Dans une étude clinique, par exemple, une différence statistiquement significative n’est pas automatiquement synonyme d’importance clinique. De la même manière, une statistique U éloignée de son espérance peut signaler une différence, mais cette différence doit être interprétée à la lumière de l’effet réel, de la qualité de mesure, et de la plausibilité scientifique.

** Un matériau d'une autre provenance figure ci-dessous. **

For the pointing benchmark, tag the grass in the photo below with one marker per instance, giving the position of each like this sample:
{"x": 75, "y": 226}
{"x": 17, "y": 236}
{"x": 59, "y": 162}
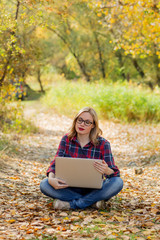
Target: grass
{"x": 120, "y": 101}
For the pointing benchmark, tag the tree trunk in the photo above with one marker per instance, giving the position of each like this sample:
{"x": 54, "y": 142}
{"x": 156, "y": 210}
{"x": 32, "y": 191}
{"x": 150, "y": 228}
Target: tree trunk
{"x": 39, "y": 80}
{"x": 156, "y": 61}
{"x": 121, "y": 64}
{"x": 9, "y": 52}
{"x": 138, "y": 68}
{"x": 80, "y": 63}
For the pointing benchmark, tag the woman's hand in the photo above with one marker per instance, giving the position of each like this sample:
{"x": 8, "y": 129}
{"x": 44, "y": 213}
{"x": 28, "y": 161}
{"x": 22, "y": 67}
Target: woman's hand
{"x": 56, "y": 183}
{"x": 103, "y": 168}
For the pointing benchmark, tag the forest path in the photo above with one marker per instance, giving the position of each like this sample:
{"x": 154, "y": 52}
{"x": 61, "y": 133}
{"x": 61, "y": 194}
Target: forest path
{"x": 27, "y": 214}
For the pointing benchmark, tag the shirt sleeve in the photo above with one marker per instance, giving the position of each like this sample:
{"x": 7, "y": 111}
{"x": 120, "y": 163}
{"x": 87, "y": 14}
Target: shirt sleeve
{"x": 60, "y": 153}
{"x": 109, "y": 159}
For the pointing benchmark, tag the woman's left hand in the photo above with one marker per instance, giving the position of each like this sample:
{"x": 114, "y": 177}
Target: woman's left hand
{"x": 103, "y": 168}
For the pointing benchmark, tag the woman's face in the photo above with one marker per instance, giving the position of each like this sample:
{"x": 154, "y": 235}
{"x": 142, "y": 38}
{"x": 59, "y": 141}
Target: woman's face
{"x": 84, "y": 123}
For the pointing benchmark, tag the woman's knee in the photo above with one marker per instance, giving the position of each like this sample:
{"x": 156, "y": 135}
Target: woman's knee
{"x": 43, "y": 184}
{"x": 119, "y": 182}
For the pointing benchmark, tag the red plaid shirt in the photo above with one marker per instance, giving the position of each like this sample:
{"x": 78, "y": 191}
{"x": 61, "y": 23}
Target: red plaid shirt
{"x": 72, "y": 148}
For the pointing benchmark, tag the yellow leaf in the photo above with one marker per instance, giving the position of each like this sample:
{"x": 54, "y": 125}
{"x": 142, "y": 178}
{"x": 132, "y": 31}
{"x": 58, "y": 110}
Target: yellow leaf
{"x": 11, "y": 221}
{"x": 13, "y": 212}
{"x": 119, "y": 219}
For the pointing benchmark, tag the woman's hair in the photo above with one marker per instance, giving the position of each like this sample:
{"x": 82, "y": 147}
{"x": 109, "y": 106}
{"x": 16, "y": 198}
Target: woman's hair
{"x": 95, "y": 131}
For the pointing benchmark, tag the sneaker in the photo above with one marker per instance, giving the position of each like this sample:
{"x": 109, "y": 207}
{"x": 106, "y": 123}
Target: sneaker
{"x": 99, "y": 205}
{"x": 58, "y": 204}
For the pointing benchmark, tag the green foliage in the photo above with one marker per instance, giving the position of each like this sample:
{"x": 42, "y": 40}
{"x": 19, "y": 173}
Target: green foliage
{"x": 121, "y": 101}
{"x": 11, "y": 117}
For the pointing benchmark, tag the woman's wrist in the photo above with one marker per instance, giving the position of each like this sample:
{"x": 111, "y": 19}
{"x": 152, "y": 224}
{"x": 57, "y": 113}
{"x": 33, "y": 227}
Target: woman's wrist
{"x": 109, "y": 171}
{"x": 51, "y": 175}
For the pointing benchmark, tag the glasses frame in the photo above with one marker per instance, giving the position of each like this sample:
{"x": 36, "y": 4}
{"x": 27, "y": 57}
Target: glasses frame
{"x": 87, "y": 123}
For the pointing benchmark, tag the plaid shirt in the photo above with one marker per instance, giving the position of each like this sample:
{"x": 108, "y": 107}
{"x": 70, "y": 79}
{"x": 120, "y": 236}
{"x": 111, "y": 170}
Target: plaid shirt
{"x": 72, "y": 148}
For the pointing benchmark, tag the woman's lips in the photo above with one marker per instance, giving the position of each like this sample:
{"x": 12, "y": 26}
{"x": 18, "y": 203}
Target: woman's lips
{"x": 81, "y": 129}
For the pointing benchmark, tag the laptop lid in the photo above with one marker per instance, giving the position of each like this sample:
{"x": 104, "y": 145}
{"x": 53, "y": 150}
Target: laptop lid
{"x": 78, "y": 172}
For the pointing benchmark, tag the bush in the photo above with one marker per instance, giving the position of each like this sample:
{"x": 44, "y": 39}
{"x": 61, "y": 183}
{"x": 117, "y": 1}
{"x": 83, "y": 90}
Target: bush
{"x": 121, "y": 101}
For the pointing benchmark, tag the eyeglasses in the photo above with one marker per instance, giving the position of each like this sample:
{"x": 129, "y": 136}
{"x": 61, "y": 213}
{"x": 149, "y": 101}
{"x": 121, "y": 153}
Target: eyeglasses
{"x": 87, "y": 123}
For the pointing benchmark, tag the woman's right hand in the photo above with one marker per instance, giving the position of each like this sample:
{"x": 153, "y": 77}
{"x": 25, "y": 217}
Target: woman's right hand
{"x": 56, "y": 183}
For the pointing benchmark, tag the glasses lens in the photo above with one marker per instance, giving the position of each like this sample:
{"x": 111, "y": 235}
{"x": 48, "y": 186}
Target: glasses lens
{"x": 87, "y": 123}
{"x": 80, "y": 120}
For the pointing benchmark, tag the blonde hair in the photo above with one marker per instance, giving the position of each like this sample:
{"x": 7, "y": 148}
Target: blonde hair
{"x": 95, "y": 131}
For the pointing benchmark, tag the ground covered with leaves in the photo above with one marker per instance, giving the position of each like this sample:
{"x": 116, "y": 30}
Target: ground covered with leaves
{"x": 27, "y": 214}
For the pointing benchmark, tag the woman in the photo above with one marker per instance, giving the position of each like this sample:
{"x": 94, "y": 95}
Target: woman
{"x": 83, "y": 141}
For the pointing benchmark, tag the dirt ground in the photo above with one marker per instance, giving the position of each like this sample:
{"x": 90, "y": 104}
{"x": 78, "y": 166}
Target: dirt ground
{"x": 133, "y": 214}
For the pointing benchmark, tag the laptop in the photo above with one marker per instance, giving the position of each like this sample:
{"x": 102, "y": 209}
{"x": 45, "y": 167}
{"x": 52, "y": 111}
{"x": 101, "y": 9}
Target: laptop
{"x": 78, "y": 172}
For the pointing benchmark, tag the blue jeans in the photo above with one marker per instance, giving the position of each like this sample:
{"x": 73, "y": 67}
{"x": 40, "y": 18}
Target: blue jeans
{"x": 83, "y": 197}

Références institutionnelles et ressources d’autorité
En résumé
Le calcul de l’espérance du test de Mann-Whitney est l’un des points d’entrée les plus importants pour comprendre ce test. L’idée est simple : sous l’hypothèse nulle, la statistique U doit se situer en moyenne à la moitié de son intervalle possible, soit n1 × n2 / 2. À partir de là, on peut quantifier l’écart observé, calculer une variance théorique, puis standardiser le résultat avec un score z. Cette logique rend le test à la fois accessible et puissant. Que vous soyez étudiant en biostatistique, chercheur en sciences sociales ou analyste qualité, maîtriser cette espérance vous permet de mieux contrôler vos analyses et de vérifier la cohérence de vos résultats.
Conseil pratique : si vos effectifs sont petits ou si les ex aequo sont nombreux, comparez toujours le résultat simplifié à la sortie d’un logiciel spécialisé. Le calcul manuel de l’espérance reste néanmoins indispensable pour comprendre la mécanique du test et interpréter correctement la statistique U.